Sie sind die Vorkämpfer gegen die Mächte des Bösen, also gegen Satan. „Wer mit dem Teufel kämpft, muss die Seiten schnell wechseln können“, so wird die unheimliche Wendigkeit der Jesuiten in einem Artikel der „Frankfurter Allgemeinen“ angedeutet. Nicht ohne Verwunderung für das Programm dieses Papstes.
Aber warum ist unser päpstlicher Jesuit besonders glaubhaft in Bezug auf die Armen und Verfolgten? Das hängt - unter anderem - mit einem politischen Experiment zusammen, das bereits im 17. und 18. Jahrhunder immer wieder für Ärger sorgte. Weil die weltgewandten Patres in Paraguay große Musterhöfe errichtet hatten, die so genannten Reduktionen. In diesen christlichen Kommunen wurden die meist rechtlosen Indios erstmals menschlich behandelt und sogar unterrichtet und ausgebildet. Das hat all jene geärgert, die nur den schnellen Profit anstrebten. Diese „reductiones“, Zufluchtstätten für die Schwächsten, waren sogar wirtschaftlich erfolgreich. Damit wurde auch bewiesen, dass auf Sklaverei durchaus verzichtet werden konnte. Einheimische, völlig rechtlose und ungebildeten Ureinwohner und die verschiedenen Mischlinge wurden hier beschäftigt und vor den Übergriffen der weißen Kolonisten geschützt. Das hat die herrschenden Klassen empört und so wurde sogar von verschiedenen Staaten Druck auf den schwachen Vatikanstaat und den Papst ausgeübt, sodass der Jesuitenorden vorübergehend sogar aufgelöst werden musste. Gegründet wurde der Orden 1534 von Ignatius von Loyola; im Jahre 1773 musste er auf Druck der Kolonialmächte aufgelöst werden und wurde erst 1814 wieder zugelassen.

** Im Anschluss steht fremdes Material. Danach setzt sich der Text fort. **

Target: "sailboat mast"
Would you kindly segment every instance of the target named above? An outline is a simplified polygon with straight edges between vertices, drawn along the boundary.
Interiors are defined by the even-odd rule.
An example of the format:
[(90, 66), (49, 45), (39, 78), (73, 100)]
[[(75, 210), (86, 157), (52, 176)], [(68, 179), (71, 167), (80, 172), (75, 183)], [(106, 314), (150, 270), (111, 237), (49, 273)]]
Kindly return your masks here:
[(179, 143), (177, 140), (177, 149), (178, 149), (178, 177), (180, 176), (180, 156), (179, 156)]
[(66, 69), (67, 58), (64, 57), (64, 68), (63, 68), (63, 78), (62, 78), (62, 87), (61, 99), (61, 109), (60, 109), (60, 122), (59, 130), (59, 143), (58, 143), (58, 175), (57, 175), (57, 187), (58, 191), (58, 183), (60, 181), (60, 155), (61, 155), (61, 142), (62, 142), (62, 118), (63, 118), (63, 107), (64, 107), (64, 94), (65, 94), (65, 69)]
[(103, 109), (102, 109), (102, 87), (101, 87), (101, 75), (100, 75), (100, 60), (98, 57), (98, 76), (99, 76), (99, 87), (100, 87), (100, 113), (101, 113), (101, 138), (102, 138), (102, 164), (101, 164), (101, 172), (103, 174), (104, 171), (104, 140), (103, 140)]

Aber auch das Verhältnis der Kirche zu den Tieren war nicht immer harmonisch, zumal die meisten „Viecher“ ursprünglich aus der christlichen Botschaft verbannt wurden; weil die Heiden „heilige“ Tiere und allerhand kuriose Mischwesen verehrten. Schon im Alten Testament wird vom Kampf gegen die Verehrung des goldenen Kalbes berichtet. Gegen abstruse Kulte musste sich auch das frühe Christentum durchsetzen. Eine Ausnahme bildete der Fisch als Geheimzeichen für Anhänger des neuen Glaubens; die Taube ist Zeichen des heiligen Geistes. Auch sie wurde nicht als Gottheit verehrt, sondern schwebt über dem Prediger als göttliche Eingebung. Nur bei den Heiden gab es so etwas wie die Vermählung einer irdischen Frau mit einem Gott in Tiergestalt. Bei den Assyrern, Ägyptern und überall in den antiken Religionen wird im Tier das Göttliche verehrt.
Mit dem Christentum und der Verdrängung der „heiligen“ Tiere und mit dem neuen Seelenbegriff setzte eine Entwicklung ein, die den Glauben und das Denken bis in die Gegenwart geprägt hat. Die Seele ist unsterblich; das wussten bereits die Menschen der Antike. Neu aber ist, dass den Tieren so etwas wie Seele absolut abgesprochen wird. Ohne Gefühle? Tiere sind reine Mechanismen. Sie werden als solche behandelt und misshandelt. Ohne Gewissensbisse! Dem steht heute ein fast neuheidnischer Tierkult gegenüber. Seelen entdecken wir überall, sogar in Pflanzen und Steinen. Also nicht nur im Igel oder in der Katze.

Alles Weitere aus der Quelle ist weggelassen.